Perhaps, in some circumstances, the company may decide that business reasons or the nature of the customer relationship weigh in favor of resolving a claim without the insurer’s participation or consent. Choosing that path is choosing to ignore policy requirements and will almost always result in forfeiting the company’s rights to insurance coverage. In our view, such a choice should be made carefully and knowledgeably, and only after considering the implications of losing any insurance coverage.
Thus, the manufacturer faces a difficult choice: Take the business risk of damaging customer relations by allowing the insurer’s representatives some level of control over those sensitive negotiations? Or, proceed to resolve the claims without insurer, thereby losing the coverage that is otherwise available under the insurance policy.
Fifth Obstacle — Compensating the Customer
Like all insurance policies, E&O policies prohibit the policyholder from making payments or agreeing to a settlement, without the insurer’s consent. These are barred by what is commonly known as “voluntary payments” provisions. This is why it is so important to notify the insurer of the claim at the outset, to keep the insurer apprised of settlement efforts and to avoid making binding commitments without the insurer’s consent.
Conflict with those “best practices” can arise if the disappointed customer demands that the manufacturer take immediate steps to address the defect — such as providing replacement products, agreeing to a discount or rebate or reimbursing expenses the customer incurred because of the product problem. In some situations, the customer will press for assurances and promises (perhaps even written assurances) that the manufacturer will provide compensation for future expenses. If the manufacturer agrees to remedial action or promises compensation without the insurer’s participation or consent, any such payments or assurances will likely bar coverage. Thus, the policyholder manufacturer is well advised to obtain the insurer’s consent before agreeing to remedial action or promising compensation to the customer.
Sixth Obstacle — Recovering Reimbursement From the Insurer
E&O insurance policies typically define the types of expenses that are covered and often have exclusions that specify expenses that are not covered. Expenses paid to compensate a customer for loss arising from the use of a defective product are usually covered. But, policy exclusions frequently exclude expenses incurred to recall a defective product, for example. More subtle is the situation where the insured manufacturer wants to reimburse expenses (such as staff time or engineering costs) that the customer incurred to address the problem. While it may be good customer relations to reimburse those costs, the insurance company may argue that those expenses are not covered.

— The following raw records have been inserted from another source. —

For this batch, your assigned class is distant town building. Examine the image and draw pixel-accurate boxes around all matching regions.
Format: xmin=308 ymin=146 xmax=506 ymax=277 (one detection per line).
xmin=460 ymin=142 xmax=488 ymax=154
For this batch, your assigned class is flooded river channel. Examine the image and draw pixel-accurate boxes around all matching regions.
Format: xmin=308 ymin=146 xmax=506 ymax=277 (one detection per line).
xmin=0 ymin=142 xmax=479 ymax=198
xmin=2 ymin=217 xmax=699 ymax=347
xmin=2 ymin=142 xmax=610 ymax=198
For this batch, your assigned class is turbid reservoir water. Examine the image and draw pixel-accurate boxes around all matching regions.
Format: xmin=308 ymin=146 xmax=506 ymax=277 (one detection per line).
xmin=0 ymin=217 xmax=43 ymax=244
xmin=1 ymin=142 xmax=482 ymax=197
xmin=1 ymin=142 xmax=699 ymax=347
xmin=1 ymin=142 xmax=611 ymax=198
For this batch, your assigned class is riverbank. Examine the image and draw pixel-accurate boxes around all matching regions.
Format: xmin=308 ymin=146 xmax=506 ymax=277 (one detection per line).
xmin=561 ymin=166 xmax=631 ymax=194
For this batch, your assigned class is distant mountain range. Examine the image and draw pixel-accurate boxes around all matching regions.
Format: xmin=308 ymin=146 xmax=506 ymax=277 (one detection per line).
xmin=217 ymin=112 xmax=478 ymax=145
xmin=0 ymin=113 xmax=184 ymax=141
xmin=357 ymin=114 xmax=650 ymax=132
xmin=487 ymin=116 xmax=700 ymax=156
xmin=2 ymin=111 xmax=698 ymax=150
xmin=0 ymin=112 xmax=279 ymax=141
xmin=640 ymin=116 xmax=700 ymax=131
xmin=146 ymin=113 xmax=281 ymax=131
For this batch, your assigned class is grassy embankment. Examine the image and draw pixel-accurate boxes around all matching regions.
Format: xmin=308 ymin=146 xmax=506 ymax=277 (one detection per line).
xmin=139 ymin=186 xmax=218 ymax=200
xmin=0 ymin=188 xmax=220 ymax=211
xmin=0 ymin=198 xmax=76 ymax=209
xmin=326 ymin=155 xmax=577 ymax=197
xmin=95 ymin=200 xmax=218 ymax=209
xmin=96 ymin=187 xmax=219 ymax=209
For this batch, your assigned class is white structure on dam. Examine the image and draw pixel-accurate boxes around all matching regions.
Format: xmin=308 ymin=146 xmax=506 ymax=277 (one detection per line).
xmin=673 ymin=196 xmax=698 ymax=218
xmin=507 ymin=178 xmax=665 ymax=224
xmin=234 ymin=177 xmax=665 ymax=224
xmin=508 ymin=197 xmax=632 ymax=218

Navigating the Labyrinth of Obstacles
The obstacles described above raise subtle and difficult questions. There are no easy answers. Ignoring the conflicts does not help — delay can have dire consequences. The company may lose its policy benefits entirely if it does not give the insurer timely notice and the opportunity to participate in negotiations. It may also lose policy benefits if it does not seek the insurer’s consent before agreeing to pay for any related expense or loss.
When these sorts of problems arise, company personnel are understandably focused on fixing the problem and restoring the customer relationship. In order to make use of the valuable protections available in the insurance purchased by the manufacturer, however, it is wise for the manufacturer to consult with coverage counsel early in the process so the company understands how these requirements may conflict with business and customer concerns.